"Esto sigue siendo un incendio fuera de control, enorme y peligroso", dijo Ralph Goodale, ministro canadiense de Seguridad Pública.
Las autoridades dijeron que el incendio duplicó su tamaño este sábado y advirtieron que la situación en la región bituminosa de Alberta era "impredecible y peligrosa".
El incendio cubría más de 200.000 hectáreas hacia la medianoche y continuaba creciendo, dijo la Agencia de Manejo de Emergencias de Alberta en un nuevo balance.
"Las condiciones en el frente siguen siendo extremas por la escasa humedad, las elevadas temperaturas y los vientos", indicó la célula de crisis del gobierno de Alberta.
"Si el incendio sigue avanzando a este ritmo, hoy podría duplicarse" la superficie afectada respecto del viernes, aseguró el ministro Goodale.
El termómetro permanecía este sábado cerca de los 30°C y los vientos llegaban a los 40 km/h, lo que atizaba las llamas en los bosques y matorrales de la región, afectados por más de dos meses de sequía.
La policía continuaba intentando evacuar a los residentes que aún permanecían en la región.

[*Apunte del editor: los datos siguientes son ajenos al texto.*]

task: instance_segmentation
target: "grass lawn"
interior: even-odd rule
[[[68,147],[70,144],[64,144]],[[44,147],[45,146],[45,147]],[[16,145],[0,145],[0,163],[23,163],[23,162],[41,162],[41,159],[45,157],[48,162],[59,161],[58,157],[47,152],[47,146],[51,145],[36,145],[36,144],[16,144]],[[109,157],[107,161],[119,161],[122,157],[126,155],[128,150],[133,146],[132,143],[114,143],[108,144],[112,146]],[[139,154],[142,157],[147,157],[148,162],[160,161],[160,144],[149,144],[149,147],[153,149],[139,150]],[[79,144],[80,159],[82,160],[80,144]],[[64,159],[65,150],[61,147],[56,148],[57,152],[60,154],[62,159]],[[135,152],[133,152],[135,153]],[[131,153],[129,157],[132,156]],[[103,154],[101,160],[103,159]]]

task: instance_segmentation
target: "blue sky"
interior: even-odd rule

Los agentes policiales van de puerta en puerta en busca de vecinos atrapados o que no han acatado la orden de evacuación obligatoria impartida en la medianoche del martes, dijo el inspector de la Real Policía Montada canadiense Kevin Kunetzki.
"No son muchas pero aún hay" personas que permanecen en el área, dijo el oficial.
La policía halló a una familia de cinco integrantes en la tarde del viernes y a otra persona sola que no habían podido hasta entonces evacuar la ciudad, habitada por 100.000 personas pero convertida en un pueblo fantasma.